With Zimmer sidelined, the Wilmington rotation became the most intriguing of all the club’s affiliates when this season began — except the standout performer of the group was Christian Binford, a 30th-round pick who has not been showered with adoration from publications such as Baseball America.
An encouraging first half by Binford merited a promotion to Class AA Northwest Arkansas and an appearance at the Futures Game. Rival scouts peg Binford as a back-end starter at best, as he lacks a signature weapon, which Binford himself confirmed before the Futures Game earlier this month at Target Field. “I don’t have any standout pitches,” he said.
The same cannot be said for Almonte, Manaea and Finengan. Sharp believes Almonte, at 21, “has a more advanced feel for pitching” than Yordano Ventura did at the Class A level. Ventura resembled a rocket in his rise from the lower ranks. He zoomed from Wilmington in 2012 to the majors the following September.
That sort of trajectory is rare, and Almonte has stumbled at times this season. Rival evaluators disparage the utility of his curveball. Sharp indicated Almonte sometimes becomes too enamored with his change-up and leans on it to baffle overmatched opponents. Team officials implored him to utilize his fastball more often.
“He’ll get into ‘Well, I’m going to get a swing-and-miss here with my change-up,’ ” Sharp said. “Well, that’s great, but you’re facing the seven-hole hitter in the Carolina League. You’re not facing a major-league hitter. We’re trying to get him to understand that those are the points where ‘your stuff is better than the competitor.’ ”
On Sunday night, Manaea accumulated five scoreless innings in taxing, emblematic fashion.

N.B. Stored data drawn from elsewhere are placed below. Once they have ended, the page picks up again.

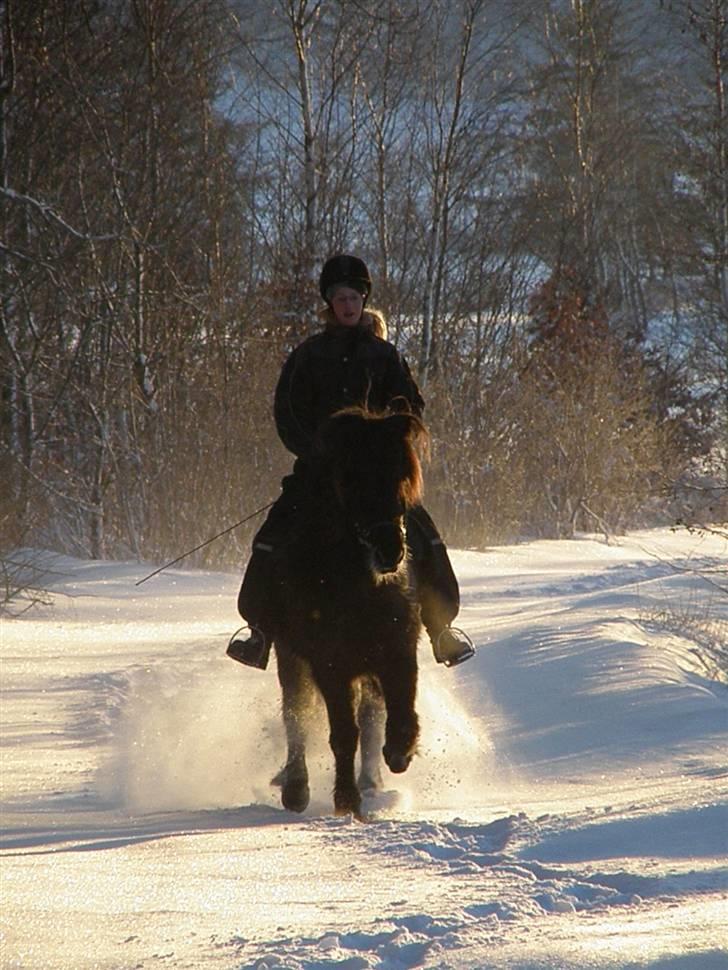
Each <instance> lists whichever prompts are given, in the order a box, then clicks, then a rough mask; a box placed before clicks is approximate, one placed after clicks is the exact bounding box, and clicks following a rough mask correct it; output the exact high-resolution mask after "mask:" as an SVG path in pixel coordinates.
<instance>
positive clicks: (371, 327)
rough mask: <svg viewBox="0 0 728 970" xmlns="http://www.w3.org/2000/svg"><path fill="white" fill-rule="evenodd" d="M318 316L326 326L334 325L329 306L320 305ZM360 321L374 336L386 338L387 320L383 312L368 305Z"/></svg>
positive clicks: (332, 315)
mask: <svg viewBox="0 0 728 970" xmlns="http://www.w3.org/2000/svg"><path fill="white" fill-rule="evenodd" d="M319 317H320V318H321V319H322V320H323V321H324V323H325V324H326V326H327V327H335V326H336V317H335V316H334V311H333V310H332V309H331V307H329V306H325V307H322V308H321V309H320V310H319ZM361 322H362V325H363V326H365V327H367V328H368V329H369V330H371V331H372V333H373V334H374V336H375V337H381V339H382V340H386V339H387V321H386V320H385V319H384V314H383V313H382V312H381V310H375V309H373V308H371V307H368V308H367V309H366V310H364V312H363V313H362V315H361Z"/></svg>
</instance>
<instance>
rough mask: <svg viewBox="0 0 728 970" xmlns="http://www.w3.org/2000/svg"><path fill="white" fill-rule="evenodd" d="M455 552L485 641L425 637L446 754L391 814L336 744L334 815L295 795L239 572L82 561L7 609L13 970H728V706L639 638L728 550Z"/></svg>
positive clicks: (660, 648) (2, 932)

He yielded five hits and issued four walks but managed to keep Winston-Salem scoreless thanks to five strikeouts. He leads the rotation with 11.1 strikeouts per nine innings, but has also walked 5.0 batters per nine.
One scout who saw him earlier this season expressed admiration for the overall package, but worried about Manaea’s inability to repeat his mechanics. His talent was evident, but his path to the major leagues would be “slow,” the evaluator said, drawing out the syllables of the adjective.
“For as good as that guy looks in a uniform, he doesn’t appear overly athletic on the mound,” the scout said. “His delivery was raw.”
Kennedy did not disagree with the second half of that assessment.
“That’s a good word,” Kennedy said. “That’s probably the best word for it. He’s just raw.”
Manaea was not drafted out of high school, and he arrived at Indiana State as a project. He stunned scouts at the Cape Cod League in 2012, but damaged his hip his junior year. This spring and summer, he has learned the difference between the Missouri Valley Conference and the Carolina League.
“The guys that he’s faced, they don’t care whether it’s his first year or his fifth year or his eighth year,” Sharp said. “They’re trying to get hits. They have no sympathy for him.”
Manaea will benefit from the strain, Sharp continued.
“I think it’s been very productive,” he said. “I think it’s been a very steep learning curve.”
Finnegan has experienced a gentler grade. He embarked for Wilmington fresh from the tension of the College World Series. Since Finnegan pitched 105 2/3 innings for TCU already this year, the Royals projected a maximum of 45 to 50 additional innings.
His schedule calls for two more four-inning stints with the Blue Rocks. From there, the organization will decide how to proceed.
Sharp stressed there was little reason to wear Finnegan out in his first season. Yet he also mentioned his efficiency has allowed him to complete “very low-mileage innings.”
For now, Finnegan’s presence benefits Manaea, his taller, likewise talented teammate.
“He’s a rare breed, no doubt, and we’re fortunate to get him and have him here,” Kennedy said. “It’s been very good. I think it’s been very good for Sean to see that, and kind of rub off on that.”